First missing Chibok girl found

By Afp, Abuja

The first of more than 200 schoolgirls missing after being kidnapped by Boko Haram militants from Chibok in northeast Nigeria more than two years ago has been found, a parents' spokesman told the Thomson Reuters Foundation yesterday.

Lawan Zannah, secretary of the association of parents of missing Chibok girls, said teenager Amina Ali was found on Tuesday near the Sambisa forest near the border with Cameroon.

The circumstances of her discovery have not yet been officially confirmed. "She was carrying a baby," Zannah said by phone from Chibok.

Reuters quoted the girl as saying that most of the kidnapped 219 girls are still in captivity in a forest in northeast Nigeria.

"She says all of the others are still in the Sambisa forest area.

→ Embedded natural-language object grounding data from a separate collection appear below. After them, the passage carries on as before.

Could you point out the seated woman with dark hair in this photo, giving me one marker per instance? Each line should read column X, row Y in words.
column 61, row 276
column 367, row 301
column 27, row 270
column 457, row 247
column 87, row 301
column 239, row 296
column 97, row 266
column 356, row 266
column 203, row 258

That they are heavily guarded," a statement from the #Bringbackourgirls activist group quoted Amina Ali Darsha Nkeki as saying after her rescue this week.

Boko Haram militants captured a total of 276 girls in a raid on their school in Chibok in April 2014. Dozens of them escaped in the initial melee but more than 200 remained unaccounted for.

The kidnapping of the Chibok girls in April 2014 from their school unleashed a wave of international outrage, backed by figures such as U.S. First Lady Michelle Obama under the Twitter hashtag #BringBackOurGirls.

The insurgents have killed an estimated 15,000 people and kidnapped hundreds of men, women and children in their six-year campaign to carve out a mediaeval Islamic caliphate in northeast Nigeria.